Gisbert Damaschke beim Café-Plausch/Fotos (c) by Wolfgang TischerLiteratur-Café: In Amerika setzte das große Sterben der E-Zines ein, und viele Projekte waren nicht mehr finanzierbar. Wie sehen Sie die Entwicklung der Kultur im Netz? Nähert sich das Netz dem Niveau des Privatfernsehens an?

Damaschke: Kultur im Netz hat die Stellung, die sie auch normalerweise hat, wenn man mal Kultur als großen Begriff nimmt. Also alles, was in diese Richtung geht, wird immer ein Nischendasein führen.
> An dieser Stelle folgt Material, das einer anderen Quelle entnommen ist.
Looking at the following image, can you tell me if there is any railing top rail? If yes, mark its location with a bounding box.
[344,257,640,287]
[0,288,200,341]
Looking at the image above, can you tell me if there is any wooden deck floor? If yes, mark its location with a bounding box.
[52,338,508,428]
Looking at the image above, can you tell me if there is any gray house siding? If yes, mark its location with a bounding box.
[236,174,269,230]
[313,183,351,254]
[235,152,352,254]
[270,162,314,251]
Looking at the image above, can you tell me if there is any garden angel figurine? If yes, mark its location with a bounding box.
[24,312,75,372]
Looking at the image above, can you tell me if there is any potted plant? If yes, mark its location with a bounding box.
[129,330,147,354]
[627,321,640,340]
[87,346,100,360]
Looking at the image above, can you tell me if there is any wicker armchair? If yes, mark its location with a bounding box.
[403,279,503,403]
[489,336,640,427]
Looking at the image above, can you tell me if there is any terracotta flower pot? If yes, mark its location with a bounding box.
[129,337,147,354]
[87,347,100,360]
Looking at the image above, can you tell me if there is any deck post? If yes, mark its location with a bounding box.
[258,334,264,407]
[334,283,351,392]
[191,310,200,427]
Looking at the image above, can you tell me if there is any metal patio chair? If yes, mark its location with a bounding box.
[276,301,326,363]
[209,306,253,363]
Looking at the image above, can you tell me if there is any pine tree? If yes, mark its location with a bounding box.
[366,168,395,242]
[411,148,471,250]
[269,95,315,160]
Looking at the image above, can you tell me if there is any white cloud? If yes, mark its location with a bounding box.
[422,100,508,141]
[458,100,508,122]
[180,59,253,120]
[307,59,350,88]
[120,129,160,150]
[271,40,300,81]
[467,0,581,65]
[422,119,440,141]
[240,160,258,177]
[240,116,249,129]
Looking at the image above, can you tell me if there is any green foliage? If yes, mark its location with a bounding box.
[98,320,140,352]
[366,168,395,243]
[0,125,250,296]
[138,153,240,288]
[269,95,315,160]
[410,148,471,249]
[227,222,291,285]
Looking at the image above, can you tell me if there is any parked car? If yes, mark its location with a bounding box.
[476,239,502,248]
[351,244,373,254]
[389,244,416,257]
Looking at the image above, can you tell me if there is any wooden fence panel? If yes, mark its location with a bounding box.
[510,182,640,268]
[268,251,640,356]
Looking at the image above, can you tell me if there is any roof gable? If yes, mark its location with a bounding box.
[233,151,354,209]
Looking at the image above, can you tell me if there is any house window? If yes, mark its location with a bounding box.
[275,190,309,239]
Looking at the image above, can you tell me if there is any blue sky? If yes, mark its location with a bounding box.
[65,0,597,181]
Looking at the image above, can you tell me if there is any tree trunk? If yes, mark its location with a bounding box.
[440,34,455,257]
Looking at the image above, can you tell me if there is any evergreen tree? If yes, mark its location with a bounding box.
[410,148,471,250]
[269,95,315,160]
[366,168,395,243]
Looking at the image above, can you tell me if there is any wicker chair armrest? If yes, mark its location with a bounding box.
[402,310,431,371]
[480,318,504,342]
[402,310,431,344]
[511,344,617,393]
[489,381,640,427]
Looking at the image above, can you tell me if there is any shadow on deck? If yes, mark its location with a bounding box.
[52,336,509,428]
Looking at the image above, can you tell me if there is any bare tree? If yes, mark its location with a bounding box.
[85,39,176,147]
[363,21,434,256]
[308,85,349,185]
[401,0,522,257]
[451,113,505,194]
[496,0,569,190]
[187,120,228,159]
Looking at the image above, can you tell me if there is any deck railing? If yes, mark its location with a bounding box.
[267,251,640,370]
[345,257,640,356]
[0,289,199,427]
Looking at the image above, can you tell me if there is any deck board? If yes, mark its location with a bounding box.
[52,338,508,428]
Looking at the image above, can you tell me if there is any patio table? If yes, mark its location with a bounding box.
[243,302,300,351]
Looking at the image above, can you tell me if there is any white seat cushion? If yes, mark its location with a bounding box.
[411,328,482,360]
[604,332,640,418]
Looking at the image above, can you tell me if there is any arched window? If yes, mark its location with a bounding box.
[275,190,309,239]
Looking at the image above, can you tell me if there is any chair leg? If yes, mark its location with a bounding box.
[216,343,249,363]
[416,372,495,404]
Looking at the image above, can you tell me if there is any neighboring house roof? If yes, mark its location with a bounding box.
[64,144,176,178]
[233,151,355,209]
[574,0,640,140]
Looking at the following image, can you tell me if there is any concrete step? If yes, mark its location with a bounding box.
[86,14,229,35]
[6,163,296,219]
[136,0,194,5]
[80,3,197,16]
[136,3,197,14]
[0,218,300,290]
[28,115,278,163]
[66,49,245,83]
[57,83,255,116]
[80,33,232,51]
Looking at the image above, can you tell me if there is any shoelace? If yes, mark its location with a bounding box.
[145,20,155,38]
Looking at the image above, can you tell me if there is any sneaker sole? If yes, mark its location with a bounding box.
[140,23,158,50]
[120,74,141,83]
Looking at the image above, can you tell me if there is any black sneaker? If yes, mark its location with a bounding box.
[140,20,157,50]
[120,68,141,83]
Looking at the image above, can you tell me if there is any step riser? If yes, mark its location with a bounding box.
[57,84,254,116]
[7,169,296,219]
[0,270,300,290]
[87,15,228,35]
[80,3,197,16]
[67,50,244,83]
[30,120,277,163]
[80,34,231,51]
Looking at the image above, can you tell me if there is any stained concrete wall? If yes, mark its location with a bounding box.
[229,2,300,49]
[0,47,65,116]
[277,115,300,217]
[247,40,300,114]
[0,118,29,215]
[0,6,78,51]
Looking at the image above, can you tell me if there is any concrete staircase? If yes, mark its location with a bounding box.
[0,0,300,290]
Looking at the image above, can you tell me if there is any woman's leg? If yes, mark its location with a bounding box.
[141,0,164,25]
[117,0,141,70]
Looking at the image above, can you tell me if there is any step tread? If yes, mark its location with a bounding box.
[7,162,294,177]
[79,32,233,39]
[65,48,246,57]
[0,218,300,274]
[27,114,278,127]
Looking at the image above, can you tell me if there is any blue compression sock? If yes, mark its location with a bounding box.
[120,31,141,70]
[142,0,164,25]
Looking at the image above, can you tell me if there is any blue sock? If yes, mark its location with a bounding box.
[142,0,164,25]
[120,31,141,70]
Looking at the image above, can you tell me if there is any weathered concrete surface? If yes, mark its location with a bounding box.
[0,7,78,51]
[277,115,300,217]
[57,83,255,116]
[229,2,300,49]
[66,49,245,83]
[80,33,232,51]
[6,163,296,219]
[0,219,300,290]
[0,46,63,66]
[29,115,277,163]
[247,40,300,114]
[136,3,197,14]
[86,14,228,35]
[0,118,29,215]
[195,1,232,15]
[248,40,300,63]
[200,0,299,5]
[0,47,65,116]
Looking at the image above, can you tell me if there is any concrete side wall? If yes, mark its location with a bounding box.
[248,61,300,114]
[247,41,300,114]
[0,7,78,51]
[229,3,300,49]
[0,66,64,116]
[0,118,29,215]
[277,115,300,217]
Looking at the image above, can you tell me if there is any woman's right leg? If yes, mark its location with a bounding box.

Kultur ist kein Massenprodukt, und im Netz wird das nicht anders sein. Nur weil jetzt einige ambitionierte Sachen eingestellt werden, heißt das ja noch lange nicht, dass die privaten Sachen, die kleinen Initiativen, jetzt plötzlich auch aus dem Netz verschwinden.
     Je mehr Leute natürlich reinkommen ins Netz, desto eher gleicht es sich dem Angebot außerhalb des Netzes an. Das geht sicherlich schon in Richtung Privatfernsehen, also mehr in Richtung Entertainment. Das heißt aber nicht, dass gleichzeitig alle kulturellen Angebote den Bach runtergehen.
     Es geht aber sicherlich dann den Bach runter, wenn man glaubt, man müsste das kulturelle Angebot finanziert kriegen. Das geht nicht. Genauso wenig, wie das offline auch geht.

Literatur-Café: Also Kultur nur durch Sponsoring oder persönliches Engagement?

Damaschke: Ich halte es fast für ausgeschlossen, ein kulturelles Angebot im Internet hochzuziehen, das einen gewissen Anspruch vertritt und sich selbst finanziert. Also nicht in dem Netz, wie ich es kenne. Vielleicht, wenn man alle Leute der Welt zusammentrommelt, die an Kultur interessiert sind und die bereit sind, dafür auch was zu zahlen, dann könnten die vielleicht ein, zwei Angebote am Leben erhalten.
     Es gibt wahnsinnig viele spannende Sachen im Netz, gerade auch im E-Zine Bereich, die alle um Aufmerksamkeit buhlen. Ich sehe nicht, wie das alles ohne einen Sponsor funktionieren soll, sei es, dass er Geld gibt oder Technik und Verwaltungskram übernimmt.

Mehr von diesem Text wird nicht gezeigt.